REITs chip in to help Hawaii affordable housing
By Andrew Gomes, Honolulu Star-Advertiser
November 15, 2018
Some of Hawaii’s biggest commercial real estate owners have established a new charitable campaign to bolster affordable housing in the state.
A group of 13 real estate investment trusts, all based outside the state, have committed giving a combined $455,000 in the first year of a minimum 3-year campaign.
The group is seeking grant applications from local nonprofits that contribute to affordable-housing growth, and are scheduled to make an initial gift today — a $100,000 award to the aio Foundation’s Kahauiki Village housing project alongside Keehi Lagoon for homeless families with children.
The campaign dubbed The REIT Way Hawaii is being run through the Nareit Foundation, a nonprofit charitable giving organization for the national trade association for real estate investment trusts, or REITs.
Applications are due by Dec. 15 and must be submitted through thereitwayhawaii.com.
The 13 REITs all own property in Hawaii, mostly hotels and shopping centers.

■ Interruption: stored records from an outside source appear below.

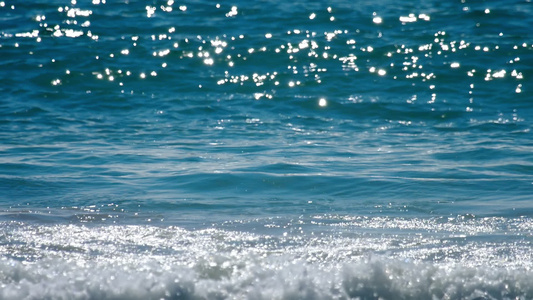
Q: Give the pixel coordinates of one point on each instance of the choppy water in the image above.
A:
(266, 150)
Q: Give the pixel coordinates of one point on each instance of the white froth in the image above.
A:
(147, 262)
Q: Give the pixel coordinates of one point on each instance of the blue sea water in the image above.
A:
(266, 149)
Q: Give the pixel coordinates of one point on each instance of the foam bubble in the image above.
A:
(149, 262)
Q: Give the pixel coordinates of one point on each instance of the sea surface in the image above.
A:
(268, 149)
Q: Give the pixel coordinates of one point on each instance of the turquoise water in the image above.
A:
(266, 150)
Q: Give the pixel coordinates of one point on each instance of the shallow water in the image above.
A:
(259, 150)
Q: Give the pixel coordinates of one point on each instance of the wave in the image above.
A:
(148, 262)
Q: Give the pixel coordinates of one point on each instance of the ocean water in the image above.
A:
(266, 149)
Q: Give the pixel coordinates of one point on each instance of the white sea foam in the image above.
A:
(147, 262)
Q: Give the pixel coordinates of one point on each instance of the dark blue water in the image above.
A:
(266, 150)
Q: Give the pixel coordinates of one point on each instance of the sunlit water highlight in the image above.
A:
(266, 150)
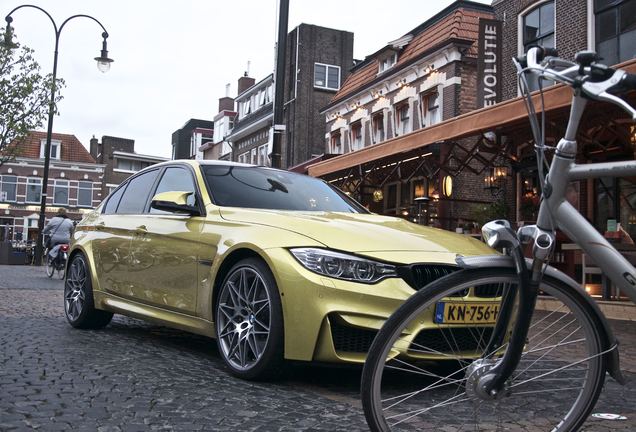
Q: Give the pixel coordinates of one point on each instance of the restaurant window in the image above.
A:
(429, 104)
(538, 26)
(377, 122)
(326, 76)
(8, 188)
(403, 118)
(335, 143)
(34, 190)
(85, 194)
(60, 192)
(615, 30)
(356, 136)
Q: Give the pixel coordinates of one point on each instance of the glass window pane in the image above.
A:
(320, 75)
(531, 26)
(60, 192)
(113, 201)
(136, 195)
(606, 25)
(547, 19)
(332, 79)
(608, 51)
(628, 16)
(627, 44)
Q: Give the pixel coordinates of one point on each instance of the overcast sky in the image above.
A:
(173, 59)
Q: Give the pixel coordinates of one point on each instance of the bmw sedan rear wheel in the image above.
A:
(249, 321)
(79, 306)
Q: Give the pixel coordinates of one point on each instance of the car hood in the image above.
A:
(371, 234)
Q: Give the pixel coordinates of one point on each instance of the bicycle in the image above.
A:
(435, 366)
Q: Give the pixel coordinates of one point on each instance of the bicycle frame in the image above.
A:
(556, 212)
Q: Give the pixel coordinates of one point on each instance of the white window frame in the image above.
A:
(55, 187)
(55, 144)
(425, 114)
(30, 181)
(89, 189)
(387, 62)
(4, 194)
(326, 85)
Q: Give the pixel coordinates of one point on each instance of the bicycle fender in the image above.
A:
(612, 357)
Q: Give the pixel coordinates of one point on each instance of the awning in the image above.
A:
(502, 115)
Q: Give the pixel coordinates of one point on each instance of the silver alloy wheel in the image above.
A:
(75, 289)
(244, 318)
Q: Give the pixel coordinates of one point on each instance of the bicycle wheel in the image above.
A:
(423, 366)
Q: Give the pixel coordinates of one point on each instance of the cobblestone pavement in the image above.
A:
(134, 376)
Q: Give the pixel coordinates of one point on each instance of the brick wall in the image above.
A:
(571, 34)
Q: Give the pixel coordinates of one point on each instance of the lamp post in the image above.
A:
(103, 64)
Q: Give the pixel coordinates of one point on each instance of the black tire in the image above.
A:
(79, 306)
(249, 321)
(562, 376)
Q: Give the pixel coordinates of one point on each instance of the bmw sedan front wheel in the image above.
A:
(249, 321)
(79, 306)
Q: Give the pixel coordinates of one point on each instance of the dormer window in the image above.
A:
(55, 149)
(388, 61)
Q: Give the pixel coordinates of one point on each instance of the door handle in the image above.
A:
(141, 229)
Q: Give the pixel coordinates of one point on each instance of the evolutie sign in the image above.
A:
(489, 63)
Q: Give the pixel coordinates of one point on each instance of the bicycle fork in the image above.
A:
(492, 383)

They include the owners of Ala Moana Center (Brookfield Properties), International Market Place (Taubman Centers Inc.), Hilton hotels (Park Hotels & Resorts) and Hyatt hotels (Host Hotels & Resorts).
Over the past few years, REITs doing business in Hawaii have been assailed by some traditional local real estate companies as being bad corporate citizens because of their tax status, and the Legislature has entertained but not passed bills that would impose state income taxes on these REITs.
REITs enjoy a federal income tax break that exists because such companies must pass at least 90 percent of their profits to shareholders who then pay taxes on the income in whichever state they live. Nearly every state mirrors the federal tax treatment for state income taxes.